When designing these cards, pay attention to the manner in which the card folds, and the information that is revealed with each panel.
Get ‘Em Into the Public
A great way to merchandise your cards is to buy some low-cost business card holders and double-sided tape. Put the holders up near community bulletin boards, in public parking garages, and other locations.
Every week, I make the rounds and drop off targeted discount business cards (i.e., cards with special discounts for the groups who frequent the location). People will take the cards and, every now and then, call.
Keep it Clean and Simple
One of the common errors in business card design is to put too much information on the card. Sometimes less is more, especially if it confuses people about what it is that you do, makes it hard to find your contact information, or gives the card a messy, disorganized appearance.

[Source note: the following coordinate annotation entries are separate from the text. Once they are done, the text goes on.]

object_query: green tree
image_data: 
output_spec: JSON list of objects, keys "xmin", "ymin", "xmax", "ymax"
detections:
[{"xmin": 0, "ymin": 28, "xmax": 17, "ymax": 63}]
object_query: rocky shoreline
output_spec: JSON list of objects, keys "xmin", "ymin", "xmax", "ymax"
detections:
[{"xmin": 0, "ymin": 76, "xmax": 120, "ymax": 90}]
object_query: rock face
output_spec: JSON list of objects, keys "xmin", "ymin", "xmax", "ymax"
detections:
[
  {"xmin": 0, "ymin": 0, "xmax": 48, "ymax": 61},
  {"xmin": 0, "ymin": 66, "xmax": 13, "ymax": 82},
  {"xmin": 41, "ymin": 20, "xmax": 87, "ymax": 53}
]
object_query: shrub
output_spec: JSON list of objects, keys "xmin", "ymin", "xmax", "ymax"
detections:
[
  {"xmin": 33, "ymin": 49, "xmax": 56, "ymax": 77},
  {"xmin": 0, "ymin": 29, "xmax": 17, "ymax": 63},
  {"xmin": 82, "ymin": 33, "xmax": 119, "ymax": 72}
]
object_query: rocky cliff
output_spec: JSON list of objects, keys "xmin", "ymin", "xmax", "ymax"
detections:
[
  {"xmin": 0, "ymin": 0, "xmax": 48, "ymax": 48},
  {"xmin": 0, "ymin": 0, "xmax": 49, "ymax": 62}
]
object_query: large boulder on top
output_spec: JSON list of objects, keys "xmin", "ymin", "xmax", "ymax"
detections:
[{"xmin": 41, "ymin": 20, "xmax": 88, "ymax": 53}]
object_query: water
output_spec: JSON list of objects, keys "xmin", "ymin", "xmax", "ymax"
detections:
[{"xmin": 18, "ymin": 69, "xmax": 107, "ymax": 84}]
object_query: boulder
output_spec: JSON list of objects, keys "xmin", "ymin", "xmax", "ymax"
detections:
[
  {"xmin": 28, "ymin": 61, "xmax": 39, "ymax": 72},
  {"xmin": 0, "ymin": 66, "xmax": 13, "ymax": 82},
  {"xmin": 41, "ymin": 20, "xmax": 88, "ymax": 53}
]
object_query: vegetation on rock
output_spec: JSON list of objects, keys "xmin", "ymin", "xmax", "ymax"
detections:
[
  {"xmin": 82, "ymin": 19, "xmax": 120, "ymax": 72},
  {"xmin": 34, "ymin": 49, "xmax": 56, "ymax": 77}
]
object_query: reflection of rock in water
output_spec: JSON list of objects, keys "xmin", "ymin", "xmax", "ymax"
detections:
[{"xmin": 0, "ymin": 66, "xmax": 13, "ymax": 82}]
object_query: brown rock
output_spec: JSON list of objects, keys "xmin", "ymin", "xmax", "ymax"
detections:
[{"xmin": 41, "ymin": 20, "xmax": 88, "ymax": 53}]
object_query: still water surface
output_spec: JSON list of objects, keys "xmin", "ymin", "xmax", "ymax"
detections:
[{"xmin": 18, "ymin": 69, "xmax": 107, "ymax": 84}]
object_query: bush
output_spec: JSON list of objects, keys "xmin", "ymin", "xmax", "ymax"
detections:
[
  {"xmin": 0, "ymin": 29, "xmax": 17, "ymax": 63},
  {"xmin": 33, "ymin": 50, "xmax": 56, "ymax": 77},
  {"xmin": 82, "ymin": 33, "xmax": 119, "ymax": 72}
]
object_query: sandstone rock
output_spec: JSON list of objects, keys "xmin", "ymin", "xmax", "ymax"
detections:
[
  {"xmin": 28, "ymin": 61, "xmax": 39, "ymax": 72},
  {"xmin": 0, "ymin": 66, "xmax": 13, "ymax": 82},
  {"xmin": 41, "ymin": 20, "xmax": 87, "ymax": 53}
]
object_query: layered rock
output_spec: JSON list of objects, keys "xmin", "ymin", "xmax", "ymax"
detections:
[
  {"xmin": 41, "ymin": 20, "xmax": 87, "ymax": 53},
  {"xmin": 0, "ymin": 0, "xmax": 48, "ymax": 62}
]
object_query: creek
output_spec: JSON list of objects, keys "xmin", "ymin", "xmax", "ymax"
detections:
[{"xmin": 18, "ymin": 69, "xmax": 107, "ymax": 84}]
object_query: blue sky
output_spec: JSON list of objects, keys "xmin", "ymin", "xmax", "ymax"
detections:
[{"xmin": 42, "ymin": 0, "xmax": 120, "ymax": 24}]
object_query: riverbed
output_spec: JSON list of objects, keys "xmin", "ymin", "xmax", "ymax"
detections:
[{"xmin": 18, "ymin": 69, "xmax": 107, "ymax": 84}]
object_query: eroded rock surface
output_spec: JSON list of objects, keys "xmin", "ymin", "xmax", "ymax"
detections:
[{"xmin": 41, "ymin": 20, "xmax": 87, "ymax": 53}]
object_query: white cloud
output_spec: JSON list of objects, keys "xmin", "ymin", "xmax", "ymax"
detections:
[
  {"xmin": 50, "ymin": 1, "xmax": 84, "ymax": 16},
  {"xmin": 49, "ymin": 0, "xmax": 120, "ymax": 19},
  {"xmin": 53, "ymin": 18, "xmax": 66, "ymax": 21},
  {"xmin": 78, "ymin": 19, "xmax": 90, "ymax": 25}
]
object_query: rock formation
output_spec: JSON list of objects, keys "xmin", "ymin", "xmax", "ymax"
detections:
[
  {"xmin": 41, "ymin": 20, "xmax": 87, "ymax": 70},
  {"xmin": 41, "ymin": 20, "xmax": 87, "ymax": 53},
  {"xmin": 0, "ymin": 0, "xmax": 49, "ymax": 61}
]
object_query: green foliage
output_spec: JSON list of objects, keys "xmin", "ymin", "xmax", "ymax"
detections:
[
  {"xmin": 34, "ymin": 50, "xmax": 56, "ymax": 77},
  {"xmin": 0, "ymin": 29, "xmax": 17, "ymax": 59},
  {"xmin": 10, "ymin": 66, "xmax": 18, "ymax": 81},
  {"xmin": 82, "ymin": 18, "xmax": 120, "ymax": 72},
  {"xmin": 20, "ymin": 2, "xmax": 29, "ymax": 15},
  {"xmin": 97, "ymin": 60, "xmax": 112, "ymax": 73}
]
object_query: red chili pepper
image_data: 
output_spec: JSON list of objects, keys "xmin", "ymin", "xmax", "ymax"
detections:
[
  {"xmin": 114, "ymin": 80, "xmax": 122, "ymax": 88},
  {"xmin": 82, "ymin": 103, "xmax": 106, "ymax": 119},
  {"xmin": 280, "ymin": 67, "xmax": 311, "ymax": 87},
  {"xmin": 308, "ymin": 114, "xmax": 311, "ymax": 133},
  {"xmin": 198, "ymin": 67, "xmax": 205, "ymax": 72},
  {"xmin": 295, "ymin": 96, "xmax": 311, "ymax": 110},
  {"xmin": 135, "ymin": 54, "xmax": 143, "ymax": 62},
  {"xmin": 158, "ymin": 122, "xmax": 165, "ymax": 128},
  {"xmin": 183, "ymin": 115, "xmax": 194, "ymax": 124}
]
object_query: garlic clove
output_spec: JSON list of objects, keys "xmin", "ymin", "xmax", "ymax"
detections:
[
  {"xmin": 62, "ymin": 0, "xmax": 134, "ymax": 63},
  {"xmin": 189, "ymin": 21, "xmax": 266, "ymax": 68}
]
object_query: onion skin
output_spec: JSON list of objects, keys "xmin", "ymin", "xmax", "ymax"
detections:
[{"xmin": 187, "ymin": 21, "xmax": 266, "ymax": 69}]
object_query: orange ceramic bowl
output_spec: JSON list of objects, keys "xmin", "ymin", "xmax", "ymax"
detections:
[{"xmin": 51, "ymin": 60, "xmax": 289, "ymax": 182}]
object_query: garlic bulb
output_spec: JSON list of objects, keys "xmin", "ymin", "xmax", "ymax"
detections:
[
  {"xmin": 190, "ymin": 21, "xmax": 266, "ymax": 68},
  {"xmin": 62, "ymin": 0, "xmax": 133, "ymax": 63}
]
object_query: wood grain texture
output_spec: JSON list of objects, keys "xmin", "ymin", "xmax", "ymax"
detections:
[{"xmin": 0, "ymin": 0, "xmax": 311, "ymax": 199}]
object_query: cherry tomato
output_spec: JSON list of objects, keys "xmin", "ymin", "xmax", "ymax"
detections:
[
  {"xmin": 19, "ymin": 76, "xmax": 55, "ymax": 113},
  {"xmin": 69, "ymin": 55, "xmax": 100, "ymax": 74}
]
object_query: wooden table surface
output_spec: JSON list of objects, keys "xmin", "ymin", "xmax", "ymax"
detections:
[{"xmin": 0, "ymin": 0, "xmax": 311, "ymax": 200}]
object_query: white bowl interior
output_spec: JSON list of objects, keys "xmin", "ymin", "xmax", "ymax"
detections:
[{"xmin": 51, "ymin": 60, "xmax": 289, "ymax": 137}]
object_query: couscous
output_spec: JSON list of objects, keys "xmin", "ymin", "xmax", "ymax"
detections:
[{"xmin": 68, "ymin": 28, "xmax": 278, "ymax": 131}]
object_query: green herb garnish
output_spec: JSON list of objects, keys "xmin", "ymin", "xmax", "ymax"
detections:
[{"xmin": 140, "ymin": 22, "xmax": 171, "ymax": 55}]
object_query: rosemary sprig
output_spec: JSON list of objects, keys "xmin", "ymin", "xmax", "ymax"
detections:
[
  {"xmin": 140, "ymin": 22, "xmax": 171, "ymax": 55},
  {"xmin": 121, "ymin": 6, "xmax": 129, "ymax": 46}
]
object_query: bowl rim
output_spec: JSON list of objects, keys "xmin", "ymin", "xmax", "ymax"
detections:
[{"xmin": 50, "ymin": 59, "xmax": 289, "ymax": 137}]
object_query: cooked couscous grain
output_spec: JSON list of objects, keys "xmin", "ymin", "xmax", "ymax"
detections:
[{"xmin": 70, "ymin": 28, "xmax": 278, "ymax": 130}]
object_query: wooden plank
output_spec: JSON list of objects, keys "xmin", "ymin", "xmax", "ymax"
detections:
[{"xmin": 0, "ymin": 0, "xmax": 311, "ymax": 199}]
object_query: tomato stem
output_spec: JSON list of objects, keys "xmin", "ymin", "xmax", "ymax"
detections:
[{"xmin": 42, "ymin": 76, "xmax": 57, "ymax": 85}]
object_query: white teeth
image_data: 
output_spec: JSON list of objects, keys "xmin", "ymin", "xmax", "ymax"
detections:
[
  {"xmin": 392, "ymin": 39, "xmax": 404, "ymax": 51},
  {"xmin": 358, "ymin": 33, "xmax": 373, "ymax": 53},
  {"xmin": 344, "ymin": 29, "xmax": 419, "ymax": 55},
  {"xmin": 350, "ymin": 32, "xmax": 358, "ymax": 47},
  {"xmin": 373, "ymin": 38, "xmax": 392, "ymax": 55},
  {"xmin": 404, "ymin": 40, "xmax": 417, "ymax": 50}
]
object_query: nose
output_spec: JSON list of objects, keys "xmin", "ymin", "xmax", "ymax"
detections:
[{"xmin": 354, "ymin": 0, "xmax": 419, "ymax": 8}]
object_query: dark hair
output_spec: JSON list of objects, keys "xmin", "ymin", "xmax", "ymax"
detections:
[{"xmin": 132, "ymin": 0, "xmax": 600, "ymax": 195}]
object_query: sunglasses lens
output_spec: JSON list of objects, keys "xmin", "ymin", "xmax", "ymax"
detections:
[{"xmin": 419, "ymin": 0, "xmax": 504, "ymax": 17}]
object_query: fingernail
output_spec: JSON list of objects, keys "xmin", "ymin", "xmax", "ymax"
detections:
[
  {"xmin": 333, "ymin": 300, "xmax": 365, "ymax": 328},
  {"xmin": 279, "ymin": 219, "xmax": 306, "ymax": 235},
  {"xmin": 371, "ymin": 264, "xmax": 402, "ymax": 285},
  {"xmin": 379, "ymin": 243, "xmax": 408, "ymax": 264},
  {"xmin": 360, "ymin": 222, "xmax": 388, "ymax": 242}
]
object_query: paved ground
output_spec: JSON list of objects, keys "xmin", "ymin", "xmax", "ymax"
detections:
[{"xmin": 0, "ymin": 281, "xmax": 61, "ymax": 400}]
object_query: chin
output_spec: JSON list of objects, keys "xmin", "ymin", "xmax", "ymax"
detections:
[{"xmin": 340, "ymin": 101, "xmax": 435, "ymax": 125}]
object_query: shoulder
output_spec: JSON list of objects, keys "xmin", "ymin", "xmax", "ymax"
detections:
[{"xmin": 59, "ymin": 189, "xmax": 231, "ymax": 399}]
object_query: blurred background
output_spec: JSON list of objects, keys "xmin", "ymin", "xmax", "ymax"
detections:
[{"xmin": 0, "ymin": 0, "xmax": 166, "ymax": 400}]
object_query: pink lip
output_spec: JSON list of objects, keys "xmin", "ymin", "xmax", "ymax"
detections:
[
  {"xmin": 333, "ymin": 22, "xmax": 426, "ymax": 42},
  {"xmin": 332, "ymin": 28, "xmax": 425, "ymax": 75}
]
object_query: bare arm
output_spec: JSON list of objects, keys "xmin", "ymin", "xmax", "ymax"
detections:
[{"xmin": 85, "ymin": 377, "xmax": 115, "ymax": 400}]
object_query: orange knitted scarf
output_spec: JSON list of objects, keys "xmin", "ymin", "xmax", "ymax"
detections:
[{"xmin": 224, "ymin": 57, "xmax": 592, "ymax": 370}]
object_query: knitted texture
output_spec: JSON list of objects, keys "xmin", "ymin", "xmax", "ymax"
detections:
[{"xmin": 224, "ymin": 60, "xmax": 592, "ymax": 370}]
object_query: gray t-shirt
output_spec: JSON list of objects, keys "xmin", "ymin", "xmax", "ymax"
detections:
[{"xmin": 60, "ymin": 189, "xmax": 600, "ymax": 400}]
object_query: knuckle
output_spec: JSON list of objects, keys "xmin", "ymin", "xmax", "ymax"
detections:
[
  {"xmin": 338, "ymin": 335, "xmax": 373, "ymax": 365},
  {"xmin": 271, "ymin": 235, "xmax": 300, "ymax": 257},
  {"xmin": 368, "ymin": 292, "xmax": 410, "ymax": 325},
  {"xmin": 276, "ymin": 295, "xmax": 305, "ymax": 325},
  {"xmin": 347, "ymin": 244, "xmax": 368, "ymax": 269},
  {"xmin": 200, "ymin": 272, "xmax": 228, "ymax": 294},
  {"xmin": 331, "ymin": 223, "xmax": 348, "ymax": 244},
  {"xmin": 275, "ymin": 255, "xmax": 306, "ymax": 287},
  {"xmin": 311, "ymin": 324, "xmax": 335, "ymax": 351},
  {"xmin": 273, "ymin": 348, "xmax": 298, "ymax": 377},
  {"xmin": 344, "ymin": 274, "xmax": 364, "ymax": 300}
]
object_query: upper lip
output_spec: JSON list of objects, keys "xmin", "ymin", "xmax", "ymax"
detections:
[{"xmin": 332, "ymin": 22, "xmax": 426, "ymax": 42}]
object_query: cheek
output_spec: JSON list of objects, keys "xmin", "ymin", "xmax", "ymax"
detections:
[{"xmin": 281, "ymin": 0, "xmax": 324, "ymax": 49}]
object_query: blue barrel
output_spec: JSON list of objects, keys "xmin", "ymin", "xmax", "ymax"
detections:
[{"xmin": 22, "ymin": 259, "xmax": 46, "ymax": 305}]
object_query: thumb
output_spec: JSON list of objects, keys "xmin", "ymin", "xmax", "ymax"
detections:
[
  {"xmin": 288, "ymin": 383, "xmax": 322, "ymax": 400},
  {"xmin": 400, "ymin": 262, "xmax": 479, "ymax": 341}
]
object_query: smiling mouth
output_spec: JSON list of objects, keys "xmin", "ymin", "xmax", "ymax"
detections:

Use a graphic designer or business card specialist to give your cards a professional, polished look.
Say you can’t help yourself. You simply have more information to convey than can be communicated on a business card. If you do not want to use a tent card or multi-fold card, create a second card. Call it your “Page 2” card. Add any supplementary information that you left off the main card.
A Page 2 card should have contact information for your company, of course. But, you can dispense with your name and job title. You can also have more than one Page 2 card. You can develop one for the residential market that lists products, services, and reasons to do business with your company.
You can create an entirely different Page 2 card for the commercial market that lists achievements, qualifications, and so on. The Page 2 card allows you to appear specialized in whatever area is of concern to the prospect you meet. Get creative.
Set a Distribution Goal
Business cards are one of the lowest cost and most effective means of marketing your business you can find. If you go to the trouble to create professional and unique business cards, you don’t want to keep them to yourself.
So, last but not least, set a goal for card distribution. Every day set a goal to distribute a certain number of business cards. It may be two. It may be five. The goal forces you to think creatively about passing out your cards. Ultimately, the more cards you distribute, the more business you'll generate.